Of our mailman, that is. We're awaiting our fingerprinting appointment notification from the USCIS, so several times a day I look to see if the mailman's come and hope to find a nice letter in our box from the Department of Homeland Security. (We received one from them just last week, letting us know that our I800A application had been received. I sometimes wonder if our mailman thinks we're up to no good, getting all these official-looking letters. That and the fact that I probably appear to be a little nuts.)
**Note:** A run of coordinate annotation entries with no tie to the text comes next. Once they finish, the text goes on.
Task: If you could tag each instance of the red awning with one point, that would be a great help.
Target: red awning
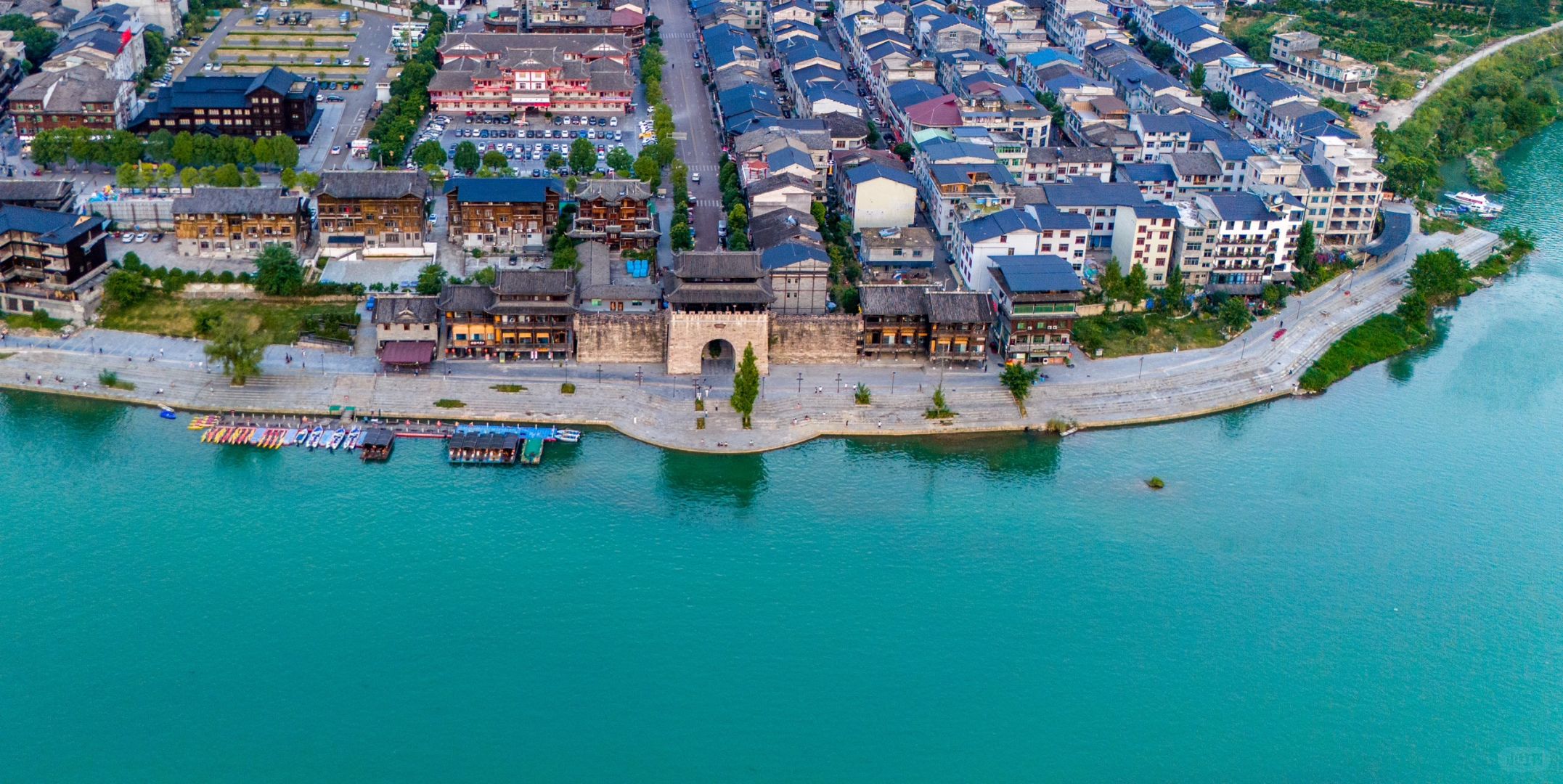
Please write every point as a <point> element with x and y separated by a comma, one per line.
<point>407,352</point>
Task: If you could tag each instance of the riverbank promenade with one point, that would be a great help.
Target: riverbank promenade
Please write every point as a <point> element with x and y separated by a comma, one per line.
<point>798,401</point>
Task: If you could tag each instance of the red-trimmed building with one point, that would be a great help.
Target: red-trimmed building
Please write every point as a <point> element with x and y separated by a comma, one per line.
<point>504,74</point>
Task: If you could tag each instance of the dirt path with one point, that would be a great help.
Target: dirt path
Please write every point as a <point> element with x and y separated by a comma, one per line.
<point>1395,113</point>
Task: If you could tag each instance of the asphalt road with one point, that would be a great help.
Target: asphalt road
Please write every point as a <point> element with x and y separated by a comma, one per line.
<point>693,115</point>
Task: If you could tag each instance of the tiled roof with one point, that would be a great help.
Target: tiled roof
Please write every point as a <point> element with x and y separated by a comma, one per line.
<point>237,202</point>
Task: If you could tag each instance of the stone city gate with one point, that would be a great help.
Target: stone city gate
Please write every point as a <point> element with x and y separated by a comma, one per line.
<point>691,333</point>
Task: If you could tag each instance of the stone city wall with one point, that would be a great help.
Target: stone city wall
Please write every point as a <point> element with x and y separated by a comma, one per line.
<point>621,338</point>
<point>815,339</point>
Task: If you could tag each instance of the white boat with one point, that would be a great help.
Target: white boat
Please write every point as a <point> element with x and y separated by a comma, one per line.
<point>1476,202</point>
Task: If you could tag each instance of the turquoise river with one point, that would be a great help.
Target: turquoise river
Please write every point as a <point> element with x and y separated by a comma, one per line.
<point>1362,586</point>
Once we have our fingerprinting invitation, we can go to the local immigration office and have our fingerprints taken (for the 2nd time since we started this journey). After the USCIS runs our fingerprints and determines that we still don't have criminal records, they will approve our I800A ("Application for Determination of Suitability to Adopt a Child from a Convention Country" - the "Convention" being the Hague treaty governing international adoption, to which both China and the U.S. are signatories). The I800A basically means that the U.S. government has examined our home study and performed a background check and determined that we are fit to adopt a child. Immediately after being notified that we've received our I800A, our agency will submit the I800 application we recently filled out ("Petition to Classify Convention Adoptee as an Immediate Relative"), which specifically gives us the U.S. government's permission to adopt our daughter. At the same time, our agency will submit our "Letter of Acceptance" (already signed by us and waiting at CCAI's office in Beijing), which is the Chinese government's official document matching us to our daughter and giving us their permission to adopt her. Once China receives our signed LOA, they will issue a travel approval (TA) for us to go to China and bring our daughter home. Travel approvals typically are received 11-15 weeks after the LOA is sent to China - but everything has been moving so fast on the China end since we were matched with our daughter, I think it will be faster than that. And then we'll travel 2-4 weeks later, once our agency has been able to secure an appointment for us at the U.S. Consulate in Guangzhou, which will issue our daughter's visa to return to the U.S. Immediately after we arrive in the U.S., she will be a U.S. citizen. The adoption itself will be legal and permanent sometime during our first week in China, while we are in Zhengzhou (the capital of Henan Province, where our daughter was born). There's a process we can go through after we return to obtain a U.S. birth certificate for our daughter, but she will be legally ours before we come home.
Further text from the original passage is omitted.